Most of the paper is clear. It would be helpful if the authors elaborate more on the intuitive explanations of the two conditions: why are those two conditions more natural than the adaptive submodularity condition for adaptive optimization problems on paths?

A >>>
We do not know of any method to exploit adaptive submodularity condition for adaptive optimization problems on PATHS. The two conditions seem natural to us because we can plan a path assuming the maximum likelihood observation and exploit the condition if we don't encounter the ML on the path. We will elaborate on this issue in the revision.

Assigned reviewer 2:


Quality: The ASO problem is described as a generalization of POMDP and conditions on the solution technique are given in simulation. The choice of baseline algorithms makes sense, but the paper would be much stronger if it the approach was compared more directly to similar approaches, e.g. popular POMDP solutions. Since the paper is rather technical giving more practical/concrete examples of the propositions would be helpful.

A >>>
We thank reviewer for feedback. We intend to compare with POMDP algorithms in an extended version of this paper.

Significance: Given the generality of the setting, the results could have a significant impact. However, the current presentation does not make a strong case for this potential. Comparing the numerical results to alternative solution techniques or more directly arguing for the applicably of the MLRB and MLB conditions would make the case of impact stronger.

A >>>
Thank you for the suggestion. We will try to think about meaningful alternatives for comparison.

Assigned reviewer 3:

This paper is generally clear, with a few exceptions as noted below. The paper extends current work in a potentially useful way, although the experiments used to illustrate the method are fairly small and simple.

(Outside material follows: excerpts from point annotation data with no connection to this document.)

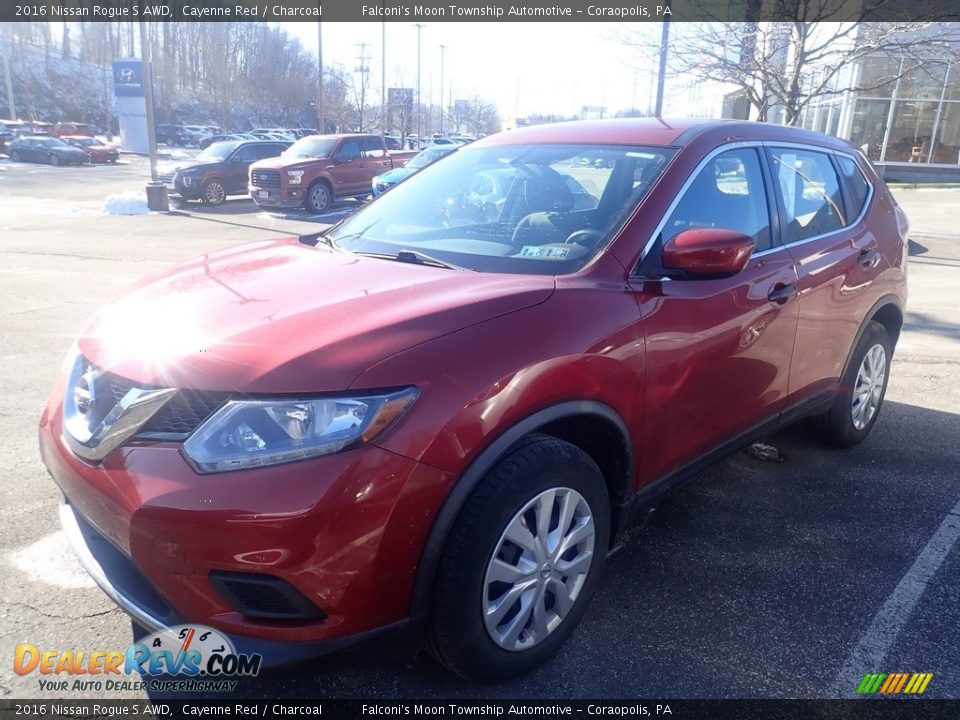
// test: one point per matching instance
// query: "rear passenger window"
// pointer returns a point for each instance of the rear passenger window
(371, 147)
(728, 193)
(856, 185)
(810, 192)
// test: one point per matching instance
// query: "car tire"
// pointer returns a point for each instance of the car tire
(486, 628)
(213, 192)
(862, 388)
(319, 197)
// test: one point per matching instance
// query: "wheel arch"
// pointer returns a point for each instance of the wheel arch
(592, 426)
(889, 313)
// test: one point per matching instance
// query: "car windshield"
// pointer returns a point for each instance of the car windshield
(312, 147)
(217, 152)
(529, 209)
(426, 157)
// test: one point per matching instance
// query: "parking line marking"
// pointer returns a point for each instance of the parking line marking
(893, 616)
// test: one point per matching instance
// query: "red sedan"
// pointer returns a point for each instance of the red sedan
(96, 151)
(443, 412)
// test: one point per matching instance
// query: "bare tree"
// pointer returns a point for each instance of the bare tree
(792, 65)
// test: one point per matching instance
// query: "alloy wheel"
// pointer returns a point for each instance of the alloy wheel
(868, 388)
(214, 193)
(538, 569)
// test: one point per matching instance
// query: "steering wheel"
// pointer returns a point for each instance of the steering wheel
(587, 237)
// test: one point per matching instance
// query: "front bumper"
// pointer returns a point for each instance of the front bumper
(119, 579)
(345, 531)
(284, 198)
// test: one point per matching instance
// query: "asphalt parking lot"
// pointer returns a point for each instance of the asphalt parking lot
(756, 579)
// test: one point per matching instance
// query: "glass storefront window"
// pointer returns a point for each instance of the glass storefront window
(911, 131)
(946, 148)
(953, 82)
(879, 76)
(923, 81)
(869, 121)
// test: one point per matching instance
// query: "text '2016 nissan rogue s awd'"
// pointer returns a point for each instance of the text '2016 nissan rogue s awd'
(445, 409)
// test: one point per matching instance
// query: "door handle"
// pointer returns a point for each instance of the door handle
(869, 258)
(781, 293)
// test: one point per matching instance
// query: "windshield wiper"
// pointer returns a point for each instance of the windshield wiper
(413, 256)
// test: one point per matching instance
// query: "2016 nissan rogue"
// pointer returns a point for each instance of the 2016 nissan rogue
(446, 408)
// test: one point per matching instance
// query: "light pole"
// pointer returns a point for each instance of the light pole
(383, 77)
(419, 27)
(321, 115)
(442, 51)
(662, 69)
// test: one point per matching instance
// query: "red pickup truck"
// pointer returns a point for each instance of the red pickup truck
(319, 169)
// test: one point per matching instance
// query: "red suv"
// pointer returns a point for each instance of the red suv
(445, 409)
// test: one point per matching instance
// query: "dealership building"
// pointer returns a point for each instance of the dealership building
(903, 113)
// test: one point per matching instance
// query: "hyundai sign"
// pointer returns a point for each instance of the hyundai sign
(128, 78)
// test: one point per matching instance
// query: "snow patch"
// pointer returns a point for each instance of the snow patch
(125, 203)
(51, 560)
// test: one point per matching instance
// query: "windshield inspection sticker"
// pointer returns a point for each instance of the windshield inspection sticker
(546, 252)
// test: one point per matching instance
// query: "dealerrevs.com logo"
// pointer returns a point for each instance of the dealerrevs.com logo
(184, 658)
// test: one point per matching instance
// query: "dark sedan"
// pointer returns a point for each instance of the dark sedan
(96, 151)
(384, 182)
(46, 150)
(217, 171)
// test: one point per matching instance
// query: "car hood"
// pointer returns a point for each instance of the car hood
(394, 176)
(283, 317)
(286, 163)
(181, 165)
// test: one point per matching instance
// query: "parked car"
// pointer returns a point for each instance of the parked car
(275, 134)
(411, 421)
(382, 183)
(436, 140)
(96, 151)
(74, 129)
(45, 150)
(170, 135)
(193, 134)
(320, 169)
(210, 139)
(217, 171)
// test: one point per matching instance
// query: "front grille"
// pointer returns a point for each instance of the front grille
(264, 596)
(179, 417)
(265, 178)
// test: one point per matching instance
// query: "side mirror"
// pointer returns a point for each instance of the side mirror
(708, 251)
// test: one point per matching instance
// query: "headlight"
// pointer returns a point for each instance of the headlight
(253, 433)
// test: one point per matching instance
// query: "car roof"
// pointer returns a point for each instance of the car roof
(658, 132)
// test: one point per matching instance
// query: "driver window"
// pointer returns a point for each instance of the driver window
(348, 152)
(728, 193)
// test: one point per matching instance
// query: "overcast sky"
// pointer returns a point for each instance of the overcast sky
(524, 67)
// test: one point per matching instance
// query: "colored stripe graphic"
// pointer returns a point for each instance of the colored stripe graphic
(870, 683)
(894, 683)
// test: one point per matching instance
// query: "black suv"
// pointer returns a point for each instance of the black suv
(219, 170)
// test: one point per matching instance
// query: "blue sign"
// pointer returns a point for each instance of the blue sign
(128, 78)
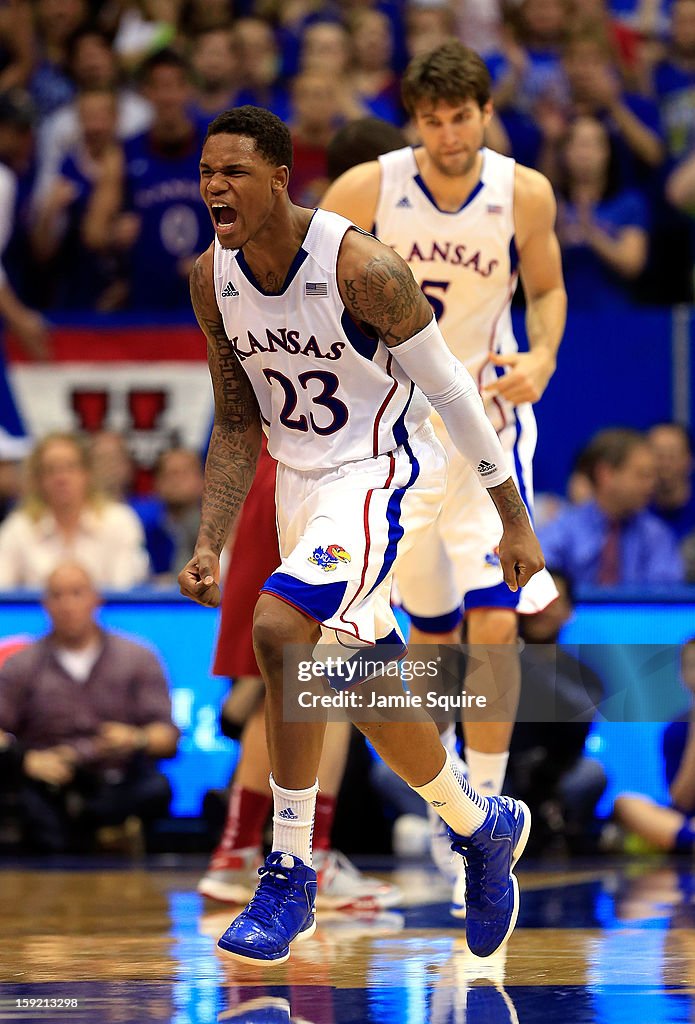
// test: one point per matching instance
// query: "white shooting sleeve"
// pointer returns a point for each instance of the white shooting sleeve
(450, 389)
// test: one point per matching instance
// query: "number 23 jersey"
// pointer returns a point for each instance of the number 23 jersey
(328, 392)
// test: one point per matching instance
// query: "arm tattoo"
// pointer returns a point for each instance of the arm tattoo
(508, 501)
(235, 438)
(386, 296)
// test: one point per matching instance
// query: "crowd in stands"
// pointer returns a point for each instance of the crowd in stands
(102, 109)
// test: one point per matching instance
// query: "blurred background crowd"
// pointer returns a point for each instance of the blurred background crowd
(103, 107)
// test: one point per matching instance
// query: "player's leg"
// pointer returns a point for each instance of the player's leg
(341, 884)
(231, 877)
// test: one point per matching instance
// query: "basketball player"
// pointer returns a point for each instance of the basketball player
(318, 333)
(468, 221)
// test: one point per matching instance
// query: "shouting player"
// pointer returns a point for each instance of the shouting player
(319, 335)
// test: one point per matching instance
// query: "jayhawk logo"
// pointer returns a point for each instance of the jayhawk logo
(328, 560)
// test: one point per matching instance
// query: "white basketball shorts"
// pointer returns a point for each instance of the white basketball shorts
(343, 530)
(454, 565)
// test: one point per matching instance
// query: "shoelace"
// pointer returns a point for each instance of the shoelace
(271, 893)
(476, 870)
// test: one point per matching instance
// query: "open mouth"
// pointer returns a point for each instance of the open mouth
(225, 216)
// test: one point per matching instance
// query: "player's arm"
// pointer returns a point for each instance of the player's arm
(354, 195)
(540, 269)
(234, 443)
(379, 290)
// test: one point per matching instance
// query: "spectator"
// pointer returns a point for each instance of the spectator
(56, 20)
(601, 226)
(171, 523)
(260, 67)
(90, 714)
(595, 90)
(674, 500)
(166, 225)
(548, 766)
(216, 73)
(316, 112)
(16, 44)
(92, 66)
(327, 49)
(75, 219)
(430, 26)
(373, 76)
(675, 81)
(143, 28)
(29, 328)
(62, 517)
(113, 469)
(613, 539)
(681, 186)
(374, 137)
(669, 828)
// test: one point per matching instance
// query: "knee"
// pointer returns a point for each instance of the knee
(491, 626)
(275, 626)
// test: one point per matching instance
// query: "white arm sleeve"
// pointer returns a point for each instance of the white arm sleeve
(450, 389)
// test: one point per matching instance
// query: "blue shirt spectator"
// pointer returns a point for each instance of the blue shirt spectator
(613, 539)
(574, 544)
(168, 221)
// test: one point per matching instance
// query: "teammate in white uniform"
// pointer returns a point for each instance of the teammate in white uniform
(319, 332)
(468, 220)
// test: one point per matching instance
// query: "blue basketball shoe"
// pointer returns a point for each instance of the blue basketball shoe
(281, 910)
(491, 889)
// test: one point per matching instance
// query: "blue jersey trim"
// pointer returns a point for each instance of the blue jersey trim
(292, 272)
(371, 662)
(523, 494)
(361, 342)
(319, 601)
(393, 510)
(498, 596)
(399, 431)
(449, 213)
(437, 624)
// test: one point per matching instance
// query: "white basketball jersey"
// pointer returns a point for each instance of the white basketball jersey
(328, 392)
(464, 261)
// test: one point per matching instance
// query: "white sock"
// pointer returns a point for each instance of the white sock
(293, 820)
(453, 800)
(486, 771)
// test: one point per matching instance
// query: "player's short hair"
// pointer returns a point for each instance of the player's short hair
(451, 72)
(610, 448)
(271, 135)
(359, 141)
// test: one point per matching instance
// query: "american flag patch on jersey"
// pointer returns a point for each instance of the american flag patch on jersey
(315, 288)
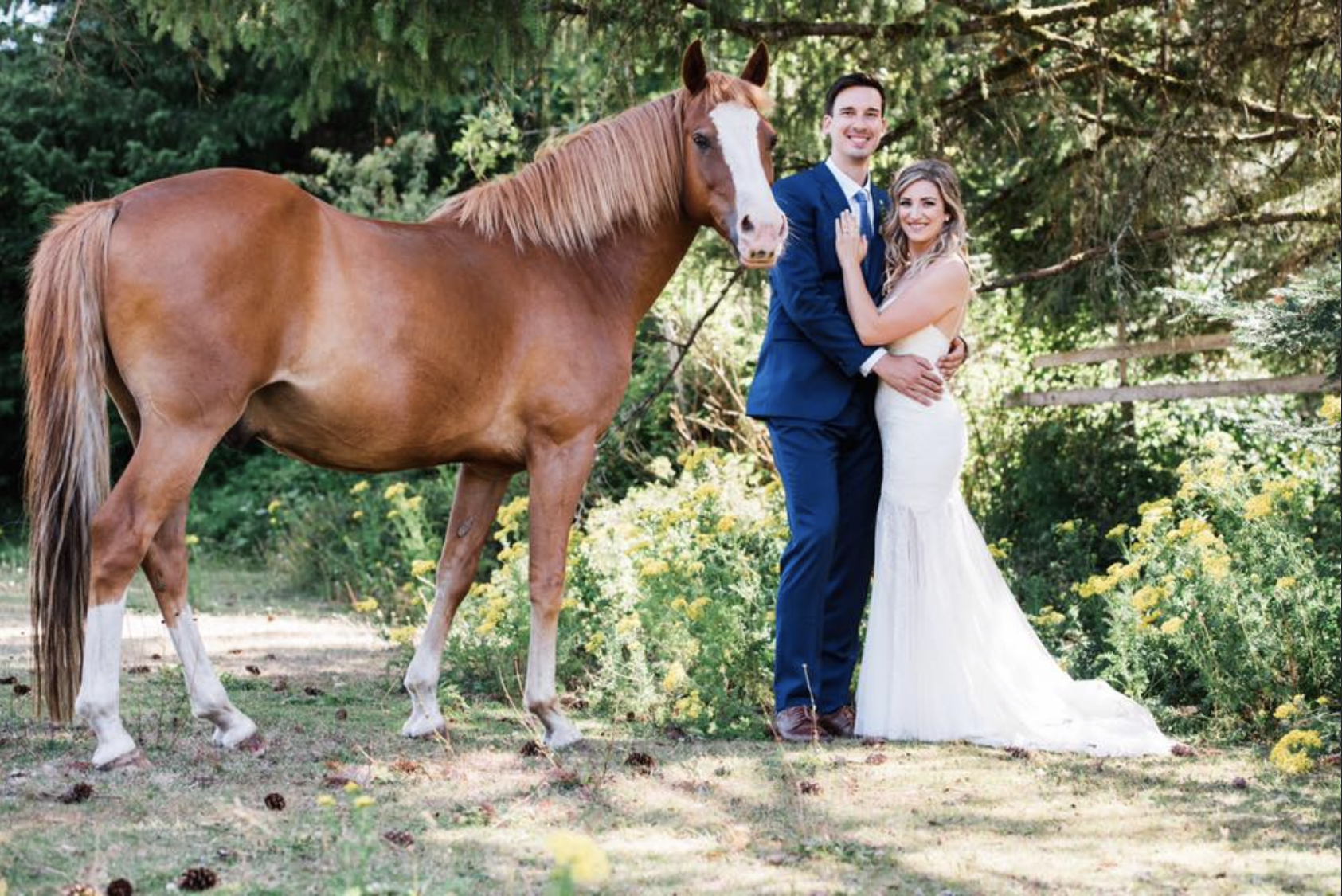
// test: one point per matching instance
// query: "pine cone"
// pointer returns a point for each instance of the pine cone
(78, 793)
(198, 878)
(399, 837)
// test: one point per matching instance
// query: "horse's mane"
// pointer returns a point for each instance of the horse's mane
(583, 186)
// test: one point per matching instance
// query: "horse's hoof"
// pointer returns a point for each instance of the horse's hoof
(425, 729)
(562, 738)
(133, 760)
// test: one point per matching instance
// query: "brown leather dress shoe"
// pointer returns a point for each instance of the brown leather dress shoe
(840, 723)
(797, 725)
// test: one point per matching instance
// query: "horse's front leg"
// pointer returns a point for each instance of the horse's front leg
(474, 506)
(558, 474)
(166, 568)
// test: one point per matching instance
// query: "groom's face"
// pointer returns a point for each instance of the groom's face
(856, 123)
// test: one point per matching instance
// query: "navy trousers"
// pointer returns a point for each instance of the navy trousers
(831, 478)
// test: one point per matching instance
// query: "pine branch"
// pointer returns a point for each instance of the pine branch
(1164, 80)
(980, 22)
(1314, 216)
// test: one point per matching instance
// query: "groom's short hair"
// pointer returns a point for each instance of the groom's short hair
(852, 80)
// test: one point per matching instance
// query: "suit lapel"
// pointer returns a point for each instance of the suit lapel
(836, 203)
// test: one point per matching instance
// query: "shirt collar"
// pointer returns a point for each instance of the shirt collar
(846, 182)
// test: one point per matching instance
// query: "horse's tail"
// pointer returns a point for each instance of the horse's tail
(66, 472)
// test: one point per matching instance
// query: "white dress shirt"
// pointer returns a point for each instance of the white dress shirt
(851, 190)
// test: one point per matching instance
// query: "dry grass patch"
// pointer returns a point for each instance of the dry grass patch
(470, 815)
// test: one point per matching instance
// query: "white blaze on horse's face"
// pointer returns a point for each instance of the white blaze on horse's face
(760, 227)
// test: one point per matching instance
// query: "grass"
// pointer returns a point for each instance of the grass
(706, 817)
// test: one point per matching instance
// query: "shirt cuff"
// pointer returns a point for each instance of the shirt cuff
(871, 362)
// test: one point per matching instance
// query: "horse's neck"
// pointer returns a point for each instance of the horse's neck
(639, 263)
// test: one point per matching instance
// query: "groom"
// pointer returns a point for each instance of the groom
(813, 388)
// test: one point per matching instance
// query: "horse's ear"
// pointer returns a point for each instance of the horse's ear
(757, 68)
(694, 72)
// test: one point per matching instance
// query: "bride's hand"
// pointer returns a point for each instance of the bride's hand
(850, 243)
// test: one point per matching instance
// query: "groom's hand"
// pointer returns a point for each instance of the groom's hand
(949, 362)
(910, 376)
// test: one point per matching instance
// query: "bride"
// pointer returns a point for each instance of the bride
(949, 655)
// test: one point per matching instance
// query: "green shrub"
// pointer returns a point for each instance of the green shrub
(668, 608)
(1227, 597)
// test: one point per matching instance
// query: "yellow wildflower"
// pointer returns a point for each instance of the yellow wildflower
(1216, 566)
(1291, 753)
(675, 678)
(1258, 506)
(579, 856)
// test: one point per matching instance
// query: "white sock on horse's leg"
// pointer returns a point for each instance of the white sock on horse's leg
(540, 694)
(421, 675)
(100, 683)
(207, 695)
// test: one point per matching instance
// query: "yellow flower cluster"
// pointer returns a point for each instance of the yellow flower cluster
(579, 856)
(674, 679)
(1291, 753)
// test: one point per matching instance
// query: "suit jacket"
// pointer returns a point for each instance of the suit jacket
(811, 357)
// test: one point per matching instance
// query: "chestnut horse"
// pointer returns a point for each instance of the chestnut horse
(498, 333)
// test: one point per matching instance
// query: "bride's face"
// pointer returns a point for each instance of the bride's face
(922, 212)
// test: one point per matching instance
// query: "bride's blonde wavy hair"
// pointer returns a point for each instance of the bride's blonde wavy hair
(954, 233)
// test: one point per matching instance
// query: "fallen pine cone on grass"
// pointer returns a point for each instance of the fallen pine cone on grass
(198, 878)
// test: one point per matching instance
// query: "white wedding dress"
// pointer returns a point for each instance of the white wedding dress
(949, 655)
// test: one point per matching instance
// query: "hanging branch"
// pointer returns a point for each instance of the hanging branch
(980, 22)
(1314, 216)
(642, 408)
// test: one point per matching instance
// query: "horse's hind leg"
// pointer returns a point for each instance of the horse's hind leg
(558, 474)
(158, 479)
(474, 507)
(166, 568)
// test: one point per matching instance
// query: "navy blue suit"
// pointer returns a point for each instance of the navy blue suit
(808, 388)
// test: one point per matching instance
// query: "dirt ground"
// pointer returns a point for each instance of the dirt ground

The theoretical work relates this work to prior work (prop 2), demonstrates applicability to a new domain (prop 1 and 3), and analyzes the algorithm. The usefulness of the algorithm analysis is questionable (e.g. Thm 1 and 2). The resulting bound grows with the square of the log of the number of actions (where this is actually the number of possible locations on the path, as each action is "visit location x") as compared to the optimal cost. This does not seem especially tight for application with any reasonable-sized problem.

A >>>
We agree that the bounds are not as tight as we like due to log |X|^{2+e} factor. Unfortunately, this is derived from a state-of-the-art polynomial time polymatroid path planning algorithm. We speculate that the algorithm will be good for most practical cases. Otherwise, we can replace the polynomial time path planning with general search algorithms

A couple of clarity issues:
line 110, should this inequality be reversed as A is a subset of B?

A >>>
Yes, we will correct that in revision.

line 125, what are the conditions for termination of a policy and how is that determined in practice?

A >>>
We terminate when the worst case value of the function given a history is maximum. It will be easier to evaluate termination if the function satisfies minimal dependency condition (prop. 5).

line between 151 and 152, I think some mistakes in notation
A >>>
I think it is correct. However, we intend to revise the notations to be more consistent with Golovin and Krause paper for clarity.

line 216, what are alignment assumptions?

A >>>
We will revise this sentence and bring the short discussion of alignment forward.

experiments: the labels on the plots don't match those in the text. The captions should be more informative and not repeat information already on the plots (Gibbs error)

A >>>
We will correct the mistake in the label. We agree the captions can be simplified.

Assigned reviewer 4:

Thank you for your encouragement.

Assigned reviewer 6:

We thank reviewer for feedback. We will clarify the notations especially for the prior and posterior distributions in the revision.